In time he became friends with various artistic and cultural personages, among whom was Michel Seuphor, Leo Breuer, Eduardo Westerdahl, Alberto Sartoris, Henri Chopin and the Catalan sculptor Subirachs. All in the midst of frequent travel, given that it was only in 1959 Luc Peire and his wife Jenny decided to settle down in Paris, sojourning at Knokke in Belgium only during the summer. His aesthetic and professional positions as well as his disinterest in fashions brought the artist much respect from both colleagues and the art world in general.

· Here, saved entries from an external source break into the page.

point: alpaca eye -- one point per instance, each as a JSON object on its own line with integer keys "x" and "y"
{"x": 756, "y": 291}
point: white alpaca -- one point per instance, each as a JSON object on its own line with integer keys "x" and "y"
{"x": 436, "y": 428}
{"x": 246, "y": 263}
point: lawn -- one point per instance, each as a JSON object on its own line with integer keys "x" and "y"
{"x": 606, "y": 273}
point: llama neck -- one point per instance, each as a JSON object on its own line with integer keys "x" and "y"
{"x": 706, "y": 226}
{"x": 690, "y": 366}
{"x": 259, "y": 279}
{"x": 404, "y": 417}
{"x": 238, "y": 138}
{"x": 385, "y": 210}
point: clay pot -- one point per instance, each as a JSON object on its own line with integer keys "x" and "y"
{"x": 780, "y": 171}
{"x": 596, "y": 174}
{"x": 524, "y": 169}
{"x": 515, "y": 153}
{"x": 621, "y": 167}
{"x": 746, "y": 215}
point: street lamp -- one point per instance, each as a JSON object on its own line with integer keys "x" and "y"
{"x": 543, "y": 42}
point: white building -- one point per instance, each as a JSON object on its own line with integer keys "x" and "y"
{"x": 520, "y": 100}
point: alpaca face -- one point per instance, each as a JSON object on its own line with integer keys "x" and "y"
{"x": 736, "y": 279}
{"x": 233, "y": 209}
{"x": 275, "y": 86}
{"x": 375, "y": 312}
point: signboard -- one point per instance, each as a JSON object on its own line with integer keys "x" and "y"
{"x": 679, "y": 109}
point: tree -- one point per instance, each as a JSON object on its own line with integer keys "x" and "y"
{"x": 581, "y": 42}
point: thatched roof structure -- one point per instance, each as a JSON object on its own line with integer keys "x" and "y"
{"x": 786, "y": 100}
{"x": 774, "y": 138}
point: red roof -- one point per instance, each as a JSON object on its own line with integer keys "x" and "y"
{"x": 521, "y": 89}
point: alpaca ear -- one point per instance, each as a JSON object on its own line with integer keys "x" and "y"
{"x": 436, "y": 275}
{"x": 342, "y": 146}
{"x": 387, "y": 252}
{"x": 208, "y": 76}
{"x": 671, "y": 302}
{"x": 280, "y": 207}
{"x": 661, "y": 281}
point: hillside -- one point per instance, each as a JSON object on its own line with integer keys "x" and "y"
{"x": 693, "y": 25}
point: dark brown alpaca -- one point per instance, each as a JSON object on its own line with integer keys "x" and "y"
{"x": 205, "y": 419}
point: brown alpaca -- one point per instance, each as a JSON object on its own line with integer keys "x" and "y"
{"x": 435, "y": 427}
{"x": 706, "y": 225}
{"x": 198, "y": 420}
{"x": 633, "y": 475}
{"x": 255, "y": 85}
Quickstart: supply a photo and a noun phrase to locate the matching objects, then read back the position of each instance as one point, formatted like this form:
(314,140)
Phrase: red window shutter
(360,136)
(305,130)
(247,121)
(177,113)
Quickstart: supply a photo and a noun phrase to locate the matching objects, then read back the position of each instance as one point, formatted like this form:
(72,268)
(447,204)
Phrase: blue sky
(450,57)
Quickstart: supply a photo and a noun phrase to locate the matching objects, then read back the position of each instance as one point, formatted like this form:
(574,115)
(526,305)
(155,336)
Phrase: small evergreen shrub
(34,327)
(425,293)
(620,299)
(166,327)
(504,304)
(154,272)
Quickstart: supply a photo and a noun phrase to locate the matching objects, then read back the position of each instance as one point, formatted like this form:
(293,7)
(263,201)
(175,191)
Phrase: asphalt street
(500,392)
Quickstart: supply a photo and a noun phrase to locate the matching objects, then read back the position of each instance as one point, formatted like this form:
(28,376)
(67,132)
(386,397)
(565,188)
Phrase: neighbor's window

Luc Peire evolved from an expressionist experience. He slowly distanced himself from his 1951 emblematic piece La famille Godderis, a very figurative painting which presaged a tranquil and imminent evolution. He found himself in Africa the following year; the so-called, for his art, “Congolese period”. The human forms began to evolve little by little to then become nothing more than vertical traces upon which were mounted oval forms identifiable as faces. He slowly cancelled the exterior effects until, progressively, he eliminated everything in favor of a more radical geometry. The process of synthesis was at work. The parallel lines therefore evolved in order to accommodate their heaviness and were arranged in ever renewed planes and developments. The colors took on all their weight. The pictorial technique left bare the manner and the process of the artist. This in order to express the will of the painter who wished that his brushstrokes remain visible on the colored fields such that the human presence of the artist in the midst of his work remain visible, to be face to face with his work and his search.

Luc Peire freely admitted that the vertical, for him, had not been a categorical and intentional decision but rather the arrival point of an evolution. He, in fact, advanced toward ever more sober, fleshless forms. They establish themselves, vibrant and at times imperceptible, rhythms and proportions that create totally new and limitless spaces. The line/color tension allows the space to vibrate intensely and continuously. Land meets sky without horizon and disappears forever.

It is without a doubt relevant, therefore, to talk about canvases that define for always the artist's interior field of research. His works are the tangible reflection of his spirit and it would certainly be inappropriate to talk about fantasy in this case, that notwithstanding, poetics play a preponderant role.

The vigor and a density are exemplary and could perturb the viewer who views these paintings for the first time. The first impression, interrogative of course, is replaced by another sensation, an incredibly fascinating sensation born out of the simplicity, a kind of secret, often sweet, modulations, but above all it is an art far from conventional schemes.

Luc Peire began working on the pieces which he called les Graphies in 1957. He abandoned canvases to begin working on covered panels to then use Formica of a raw and austere white. The paint he used was a synthetic black with which he employed the camaïeu technique and experimented exclusively with this bicolored game by expressing an infinity of variations that ally themselves to and interplay with light. The verticals continued to evolve, moving silently through new kinds of space. Every now and then a bit of blue or grey intervene in these new compositions. It is significant to note that these original spaces offered new aesthetic possibilities that the artist investigated in unheard of and dynamic depth.

The painter, Luc Peire, remained anchored to this superb and sublime journey in human representation – that of homo erectus – synthesized and incarnated in verticality. He revealed his reflections, his thought with honesty and an extreme economy of aesthetic means. Intuition dominates all his work, excluding with resolve artifice of any kind.